Highlights & Insights¶
- Exploiting channel redundancy is simple yet highly efficient: performing convolutions on only 1/4 of the channels reduces FLOPs by 16 times, significantly accelerating inference.
- Using BN \(\gamma\) as channel importance is an elegant design: it introduces no extra parameters and reuses the learning results of existing BN layers.
- Adaptive loss is based on historical performance rather than a single batch, making it more stable than Liu et al.'s approach.
- Unified multi-task framework handles 5 tasks simultaneously (semantic segmentation, instance segmentation, orientation estimation, panoptic segmentation, and scene classification), offering high practicality.
- The depth weight initialization \(D=(R+G+B)/2\) is simple but effectively leverages ImageNet pre-training.
Limitations & Future Work¶
- Balance between accuracy and speed: The fusion encoder only samples 1/4 of the channels, which might lose information. Automatically choosing the optimal ratio via Neural Architecture Search (NAS) is worth exploring.
- Scalability to high resolutions: The current implementation is difficult to handle ultra-high resolution images/videos.
- Assumption of high-quality RGB-D input: Noise in consumer-grade depth sensors such as reflection, transparent surfaces, and boundary sparseness are not handled.
- Frame-by-frame independent processing: Temporal consistency is not utilized, which may lead to segmentation flickering in video scenes.
- Conflicts might exist in the requirements of different tasks on the fusion encoder; the current shared encoder scheme may not be optimal.
Related Work & Insights¶
- Relation to EMSAFormer: This paper uses EMSAFormer as the main baseline, replacing its Swin v2 encoder with the faster fusion encoder, and adding NFCL, CFIL, and adaptive loss.
- Relation to FasterNet: The fusion encoder is based on the partial convolution concept of FasterNet-M, extending it to RGB-D fusion scenarios.

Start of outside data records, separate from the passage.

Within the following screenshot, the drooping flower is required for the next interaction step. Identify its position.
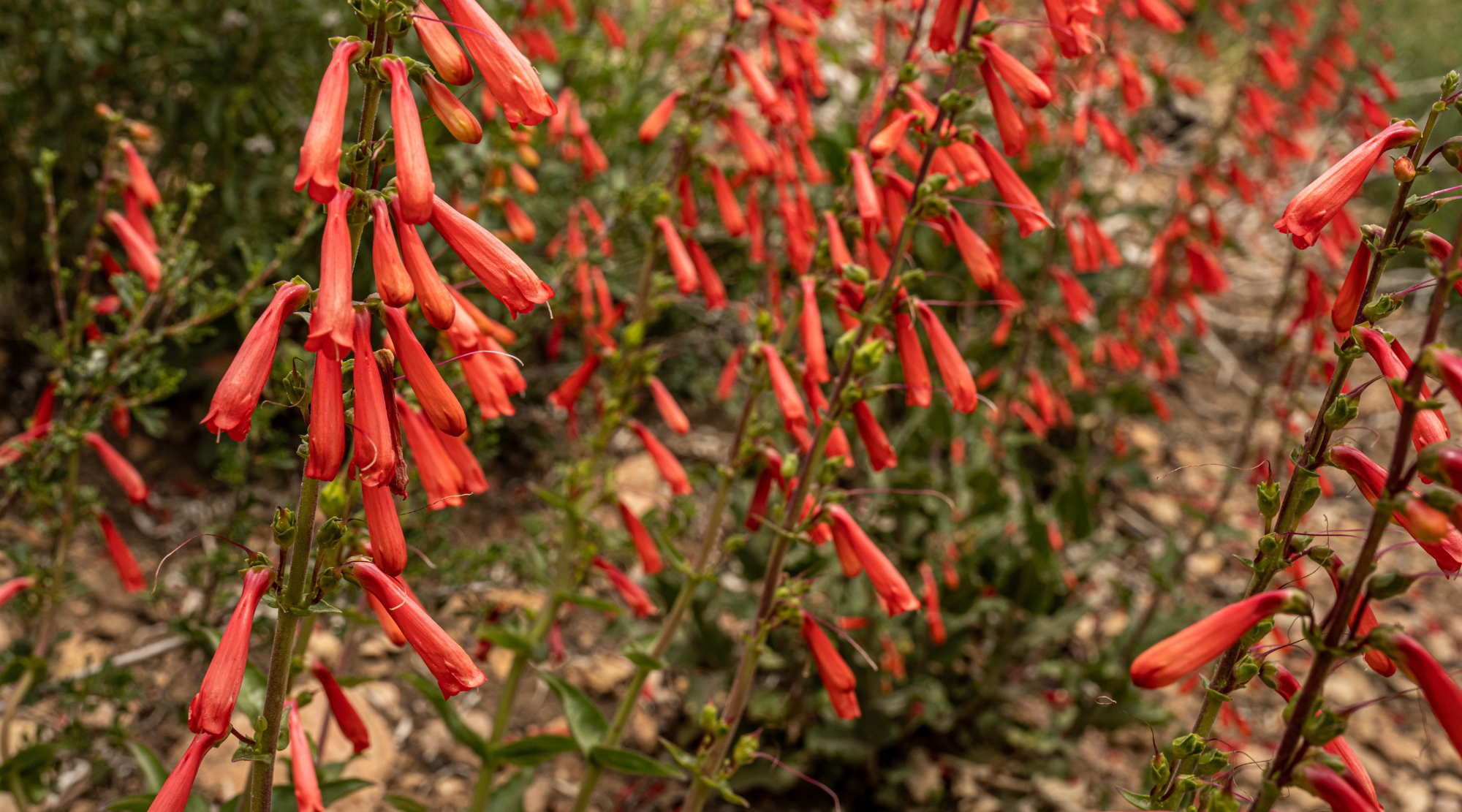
[639,91,683,143]
[1275,121,1421,248]
[199,282,310,439]
[104,210,162,294]
[96,509,148,594]
[975,133,1051,237]
[390,199,456,330]
[304,187,355,358]
[380,58,433,225]
[341,561,487,699]
[443,0,558,127]
[310,660,370,752]
[801,613,854,718]
[825,504,920,618]
[411,0,477,84]
[649,376,690,433]
[187,566,273,735]
[854,401,899,471]
[148,730,228,812]
[431,194,553,319]
[914,301,980,414]
[629,420,692,496]
[1132,588,1310,688]
[594,555,659,618]
[284,699,325,812]
[618,499,664,575]
[82,430,148,505]
[294,38,366,205]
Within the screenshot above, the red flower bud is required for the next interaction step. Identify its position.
[1132,588,1310,688]
[96,511,148,594]
[187,566,273,735]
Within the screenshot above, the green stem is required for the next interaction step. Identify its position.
[249,476,320,812]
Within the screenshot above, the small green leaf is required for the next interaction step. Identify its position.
[401,673,487,759]
[589,748,686,780]
[493,736,577,767]
[538,670,610,755]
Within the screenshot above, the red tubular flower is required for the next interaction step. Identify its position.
[431,195,553,319]
[548,355,601,410]
[341,561,487,699]
[308,660,370,752]
[618,501,664,575]
[382,307,466,436]
[1137,0,1187,34]
[716,346,746,401]
[424,73,485,144]
[980,60,1026,155]
[82,430,148,505]
[649,376,690,433]
[396,395,463,509]
[1132,588,1310,688]
[411,1,477,84]
[285,699,325,812]
[639,91,684,144]
[1275,121,1421,248]
[200,282,310,439]
[352,311,396,487]
[148,730,228,812]
[380,57,433,225]
[914,301,980,414]
[854,401,899,471]
[594,555,659,618]
[801,612,863,718]
[760,344,807,433]
[1330,241,1370,333]
[294,39,366,205]
[708,163,746,237]
[918,561,949,645]
[893,307,934,409]
[0,575,35,606]
[395,199,456,330]
[1371,626,1462,751]
[825,505,920,616]
[1275,663,1396,802]
[848,149,883,232]
[629,420,692,496]
[686,240,728,311]
[121,139,162,209]
[104,210,162,294]
[304,189,355,358]
[975,133,1051,237]
[96,509,148,594]
[187,566,273,735]
[655,215,700,294]
[361,482,409,575]
[443,0,558,127]
[370,197,415,307]
[798,276,832,384]
[980,37,1054,110]
[1355,327,1450,451]
[304,352,345,482]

- The concept of utilizing BN \(\gamma\) in NFCL is inspired by Network Slimming (channel pruning) but applied in a different context (feature enhancement vs. pruning).
Rating¶
- Novelty: ⭐⭐⭐ (The design of individual components is reasonable, but the innovation margin is limited; concepts like channel redundancy utilization, BN \(\gamma\) as channel weights, and adaptive loss have been explored previously.)
- Experimental Thoroughness: ⭐⭐⭐⭐ (Validated on three datasets, with ablation studies covering the encoder, CFIL, NFCL, decoder, and loss; however, comparisons with other multi-task baselines are relatively sparse.)
- Writing Quality: ⭐⭐⭐⭐ (Complete and clear structure, rigorous formulas, with discussions on ethics and limitations; some parts could be more concise.)
- Value: ⭐⭐⭐⭐ (Provides a practical multi-task RGB-D scene understanding solution that balances speed and accuracy, comprehensively surpassing the baseline on three datasets.)